The things science can do and promise are amazing. But in this instance it is important to examine the record on research. According to the Family Research Council, adult stem cells have been used successfully in the treatment of 72 disorders; zero human embryonic stem cells have been successful. Rats being treated with embryonic stem cells are more likely to develop tumors than rats treated for disorders with adult stem cells. There is of course promise in embryonic stem cells, but the public has been deluded into believing that unbelievable cures are right around the corner if only pro-lifers would stop trying to hold back the flood gates of scientific progress. On the floor of the Senate, members in support of HR810 brought out every anecdote and sob story possible about juvenile diabetes, Parkinson's disease and a plethora of other chronic illnesses. Many said if we could just pass HR810 the Americans suffering from debilitating disorders would find hope in embryonic stem cells. This sort of rhetoric is misleading.
But even if embryonic stem cells held the kind of cures commonly promised, we must still examine the ethical implications of destroying human embryos. It is still important to reflect on the means and the substance of our progress. By destroying embryos from fertilization clinics, tax-payers are asked to fund thousands if not millions of abortions for an indefinite amount of time. Calling the destruction of embryos -- essentially a clump of cells that will never have an opportunity to attach to a uterus and therefore never able to reach human form -- abortion is a very strict and fundamentalist way to look at it, I admit. But then of course, I am forced to ask: who reading this column was not once an embryo? Embryos are in fact human life and they require protection from scientific exploitation because of their potential, individual and unique DNA, and their utter lack of power. The destruction of donated embryos for the purpose of scientific research that may or may not yield life giving cells is unacceptable. Indeed, even if cells produced in the destruction of embryos were guaranteed to wield great scientific possibility the destruction of human embryos should not be the means.

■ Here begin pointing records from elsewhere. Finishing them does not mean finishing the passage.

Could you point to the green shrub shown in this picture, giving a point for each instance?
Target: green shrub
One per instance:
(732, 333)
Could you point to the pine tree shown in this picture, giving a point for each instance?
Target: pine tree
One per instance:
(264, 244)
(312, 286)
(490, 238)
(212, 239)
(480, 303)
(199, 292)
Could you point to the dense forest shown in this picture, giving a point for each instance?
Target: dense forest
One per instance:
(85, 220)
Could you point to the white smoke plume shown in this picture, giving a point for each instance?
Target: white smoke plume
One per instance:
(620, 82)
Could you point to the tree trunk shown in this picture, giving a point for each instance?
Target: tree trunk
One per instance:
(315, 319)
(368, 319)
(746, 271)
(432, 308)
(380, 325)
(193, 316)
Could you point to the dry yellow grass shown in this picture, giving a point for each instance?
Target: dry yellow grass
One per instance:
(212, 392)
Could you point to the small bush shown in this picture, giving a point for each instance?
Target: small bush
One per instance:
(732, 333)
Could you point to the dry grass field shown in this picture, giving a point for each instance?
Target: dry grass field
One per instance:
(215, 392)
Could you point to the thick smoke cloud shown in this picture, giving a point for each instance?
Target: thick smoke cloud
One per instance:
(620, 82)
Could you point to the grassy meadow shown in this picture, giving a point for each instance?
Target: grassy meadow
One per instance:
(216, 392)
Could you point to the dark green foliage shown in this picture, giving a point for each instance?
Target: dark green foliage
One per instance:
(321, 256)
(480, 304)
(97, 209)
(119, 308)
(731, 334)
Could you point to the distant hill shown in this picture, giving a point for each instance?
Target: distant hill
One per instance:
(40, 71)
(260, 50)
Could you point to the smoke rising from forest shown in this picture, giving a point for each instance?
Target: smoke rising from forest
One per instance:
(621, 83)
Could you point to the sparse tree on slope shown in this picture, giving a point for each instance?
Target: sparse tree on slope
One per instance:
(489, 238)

Pragmatism in this case is found in S2754, the Alternative Pluripotent Stem Cell Therapies Enhancement Act. Pluripotent stem cells are those cells that have the ability to become any type of cell in the body. It has been perpetuated in the popular discourse on stem cell research that only embryonic stem cells provide pluripotent cells. S2754 attempts to pursue alternative avenues to discover pluripotent stem cells that do not require the destruction of human embryos by providing $90 million during the 2007-2009 fiscal years. This is an amendable compromise between no research and research that requires the destruction of early human life.
But there is a larger point to all this debate: as we humans escape disease do we also, if inadvertently, escape our humanity? Indeed, it is emblematic of our age's disregard for human mortality. We are willing to sanction the abortion of fetuses because they're not convenient; we are willing to destroy embryos because they might, maybe, at some time yield cures for disease; many are willing to sanction euthanasia; in the scientific community and in the cosmetic community we are in search of perfect health with little work and responsibility. Indeed, the state and the medical community sanction a great many practices that collectively display a disregard for human mortality and responsibility. What we fail to see is that we are mortals, mere lowly mortals. However, mortality no longer humbles us. It makes many of us indignant and willing take any route, any ethical breach to conquer mortality and to shed our responsibility to the protection of human life. Embryonic stem cell research and the scientific age largely is much more than mere progress, it is independence from and defiance of our basic humanity. For that, it should be bridled and taken with more caution.